Colombo, Human Rights, Jaffna, Peace and Conflict, Politics and Governance

Human rights – What human rights?

By Metis

 

We never had human rights in the past, at least not in the sense we know it today. We probably had a better record of animal rights in our glorious past before 1505 when foreign aggressors corrupted our ancient culture. True those other countries too had practiced similar or even worse forms of torture. But the difference is that they don’t glorify their past.
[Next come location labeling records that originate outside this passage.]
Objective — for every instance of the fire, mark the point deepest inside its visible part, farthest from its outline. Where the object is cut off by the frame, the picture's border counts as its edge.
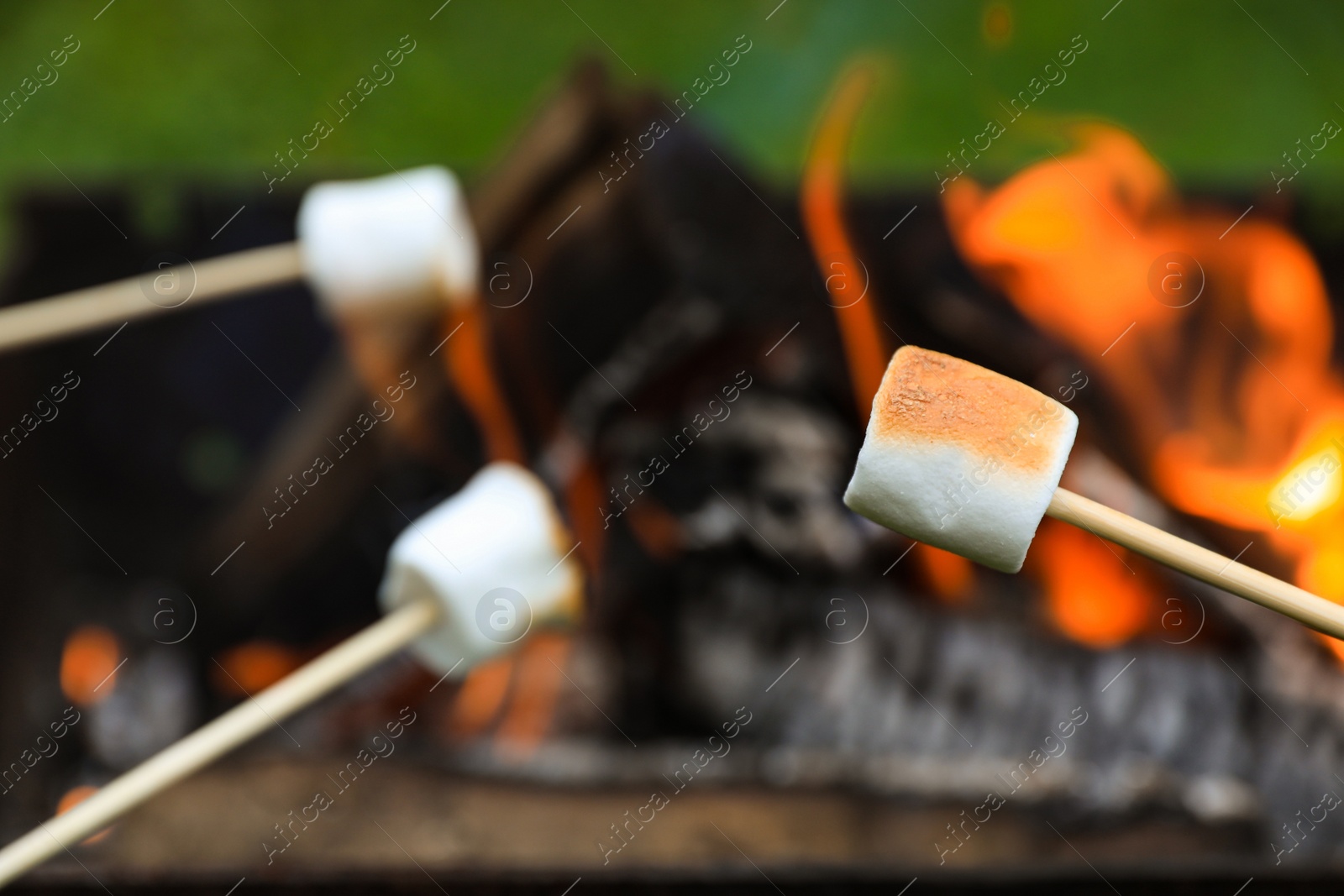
(1214, 333)
(73, 799)
(89, 665)
(1092, 593)
(255, 667)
The Human Rights declaration of 1948 was signed by the members of the UN. We signed it but with what commitment. Oaths, affirmations and treaties are signed to be routinely violated. The first serious violations were in the 1980s. But Human Rights- original definition which animated HR movement centered on the twin concepts of freedom of self-determination and freedom from tyranny. These ideals find their purest expression in the belief that all human beings have the elemental rights to free speech and a free press, to worship in the manner of their choice and to associate with those of like mind, to own property and to move within and across national borders, to receive equal treatment and due process under the law, and to participate in the government. The rule of law must be distinguished from the arbitrary rule of man. Nelson Mandela said “The rule of law refers to a structural exercise of rule as opposed to the idiosyncratic will of kings and princes. Even where the latter may express itself benevolently, the former is morally & politically superior” We were used only to the arbitrary rule of our kings and nobles. Never mind the so-called ‘Dasa Panatha’ or the Ten Commandments that the ruler was supposed to follow.
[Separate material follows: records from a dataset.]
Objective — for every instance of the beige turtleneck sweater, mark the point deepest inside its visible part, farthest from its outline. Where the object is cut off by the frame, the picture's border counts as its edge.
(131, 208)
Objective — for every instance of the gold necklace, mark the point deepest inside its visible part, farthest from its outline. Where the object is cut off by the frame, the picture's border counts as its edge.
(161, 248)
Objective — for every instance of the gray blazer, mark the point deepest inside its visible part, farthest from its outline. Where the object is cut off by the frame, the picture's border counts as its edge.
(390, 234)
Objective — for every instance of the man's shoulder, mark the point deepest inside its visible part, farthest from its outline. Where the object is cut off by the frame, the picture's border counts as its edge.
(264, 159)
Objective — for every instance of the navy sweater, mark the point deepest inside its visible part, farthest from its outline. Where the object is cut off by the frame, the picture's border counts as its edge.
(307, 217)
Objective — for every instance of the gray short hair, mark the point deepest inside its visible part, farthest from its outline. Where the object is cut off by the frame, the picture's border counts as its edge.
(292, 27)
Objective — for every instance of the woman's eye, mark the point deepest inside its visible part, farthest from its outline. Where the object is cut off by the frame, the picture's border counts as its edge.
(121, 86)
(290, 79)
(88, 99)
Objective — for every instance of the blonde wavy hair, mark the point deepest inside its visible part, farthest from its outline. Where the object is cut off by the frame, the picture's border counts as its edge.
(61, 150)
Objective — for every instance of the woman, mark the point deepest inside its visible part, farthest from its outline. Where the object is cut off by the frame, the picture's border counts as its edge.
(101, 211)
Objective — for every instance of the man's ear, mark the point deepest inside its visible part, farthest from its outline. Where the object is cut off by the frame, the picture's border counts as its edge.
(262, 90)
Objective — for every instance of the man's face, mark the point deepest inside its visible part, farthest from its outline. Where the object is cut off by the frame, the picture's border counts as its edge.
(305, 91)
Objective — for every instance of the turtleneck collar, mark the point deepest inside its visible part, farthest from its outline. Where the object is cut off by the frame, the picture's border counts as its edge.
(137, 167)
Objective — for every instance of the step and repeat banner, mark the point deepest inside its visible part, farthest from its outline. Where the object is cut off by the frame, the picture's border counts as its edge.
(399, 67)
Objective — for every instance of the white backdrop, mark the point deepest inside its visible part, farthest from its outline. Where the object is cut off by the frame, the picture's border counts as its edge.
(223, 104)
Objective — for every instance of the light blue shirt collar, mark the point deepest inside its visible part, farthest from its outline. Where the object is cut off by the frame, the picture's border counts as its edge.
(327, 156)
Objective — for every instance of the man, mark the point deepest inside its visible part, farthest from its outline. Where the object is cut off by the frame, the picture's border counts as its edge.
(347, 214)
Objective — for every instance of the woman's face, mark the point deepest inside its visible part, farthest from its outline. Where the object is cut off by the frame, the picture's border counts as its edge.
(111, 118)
We violated the rights of the Tamil people from 1956 onwards. They were “foreign guests who had exceeded their stay”. Never mind if Vijaya and his men were themselves intruders who practiced deception against Kuveni and her tribe who were foolish enough to trust them. Ever since then we as a nation have deceived and betrayed others. The British called it native cunning where the word of honor counts for nothing.
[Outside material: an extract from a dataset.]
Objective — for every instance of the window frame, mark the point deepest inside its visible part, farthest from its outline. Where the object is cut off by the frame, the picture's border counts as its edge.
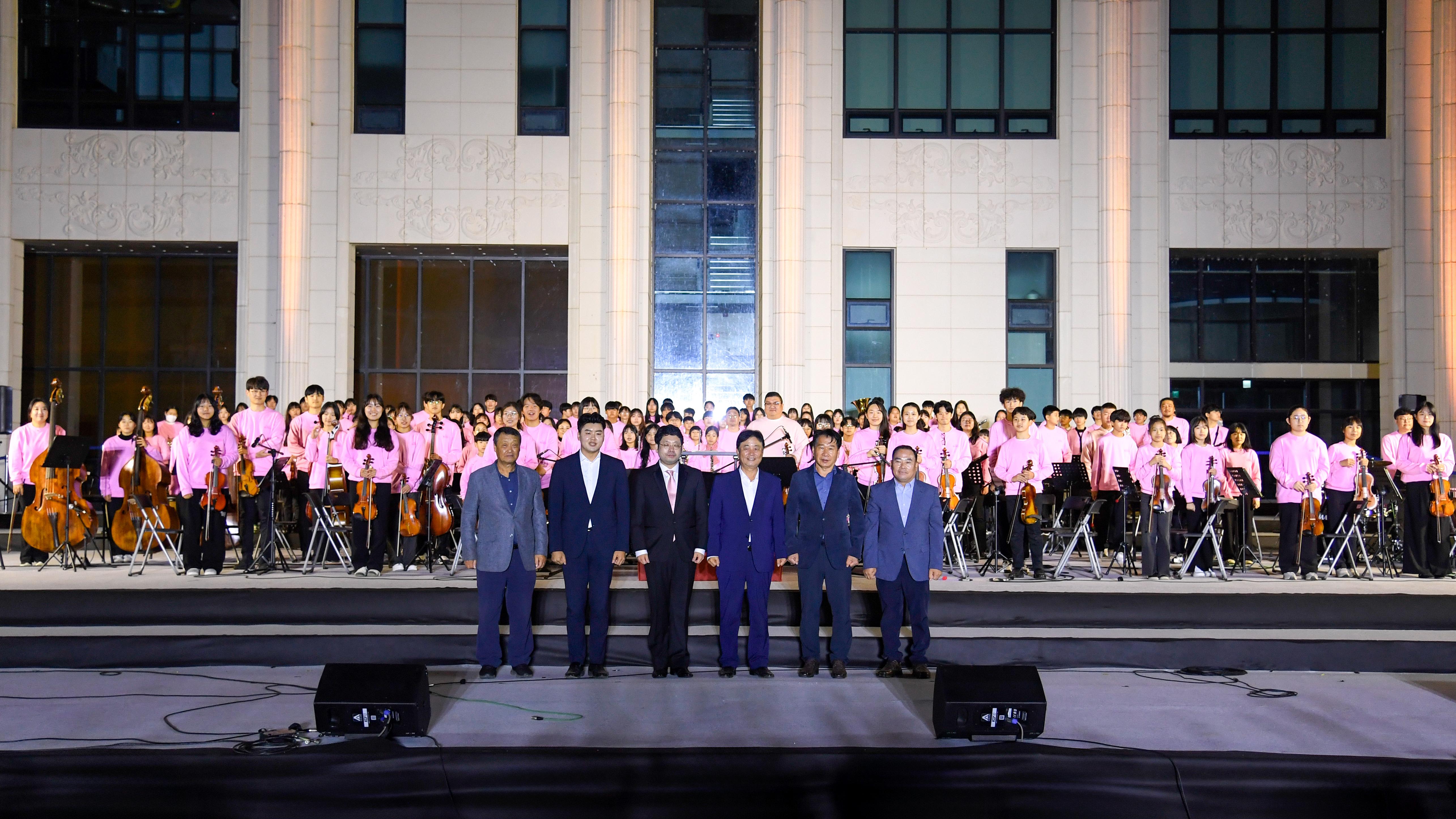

Abductions, kidnappings and extra-judicial killings – the so-called white van syndrome has engulfed us. Terrorist suspects have no human rights. The militarily organized practice of torture, the sexual abuse, and all other abuses of men and women, clandestine incarcerations and forced disappearances, are perhaps new in our history. Those lawyers who take up their cases have to be hounded out, bombed and terrorized. Terrorist suspects have no human rights. Any form of torture goes. National security is more important than their human rights. 

When are the people and their representatives going to wake up and realize that the country is governed by war criminals who are hell bent on ushering in a police state? Yeats bemoaned an era when the best lacked all conviction, while the worst were full of passionate intensity. Today, the Establishment blusters and hectors.  Gotabaya and Sarath Fonseka scold and forebodes, the President struts and smirks. Meanwhile, the giant, timid chorus listens politely to the deafening silence of the outraged-and the mad march of war goes on.

The peasants – that segment of society traditionally known to be foolish and naïve,  cheer every so-called battle victory. The middle classes and professionals through suspension of all critical faculties and indifference to the truth, defy logic and evidence by supporting the war despite 200,000 languishing in camps exposed to the elements which are presently raging and roaring.

It’s as true here in today as it was in 19th century England, and its message explains how to understand and view our affairs of state. Virtually everything we see or hear outside our own personal communications, are determined by the interests of the Government. A Sri Lankan is someone who has sworn an oath of allegiance to the Constitution. It contains a chapter on Fundamental Rights. Right now we have citizens who don’t even understand what that document is. 

Sometimes you look around and wonder how things could have gone so wrong so quickly. The militarily organized practice of torture, the sexual abuse, and all other abuses of men and women, clandestine incarcerations and forced disappearances, are new in our  history. We are purveyors of violence, torture, abductions and killings. Death and misery are our principal weapons in the war against a section of the people whom we consider our own.. Everything is for sale here, even men’s tormented souls-at least, those who still possess them.

Sri Lanka are said to be eight in the order of merit for genocide. The state of our nation is in the grip of anomie – meaning ‘a lack of the usual social or ethical standards’. This word is derived from the Greek term ‘anomos’ which means “lawless”. It is obligatory that we ask ourselves how and why we have arrived at such a state.

But who cares.

The fact of the matter is we have a government that will do what it wants to do for the next few years,” “The worst is yet to come. It’s sort of like we’re essentially powerless [and] just play it out.”

We are fast descending into a Dark Age that has engulfed many a civilization not only in the distant past but also in more recent times. Jane Jacobs describes a Dark Age as a ‘culture’s dead end’, where even the memory of what was lost was also lost. This phenomenon is fast engulfing all levels of society and unless it is stopped in its tracks and reversed forthwith we are indeed doomed.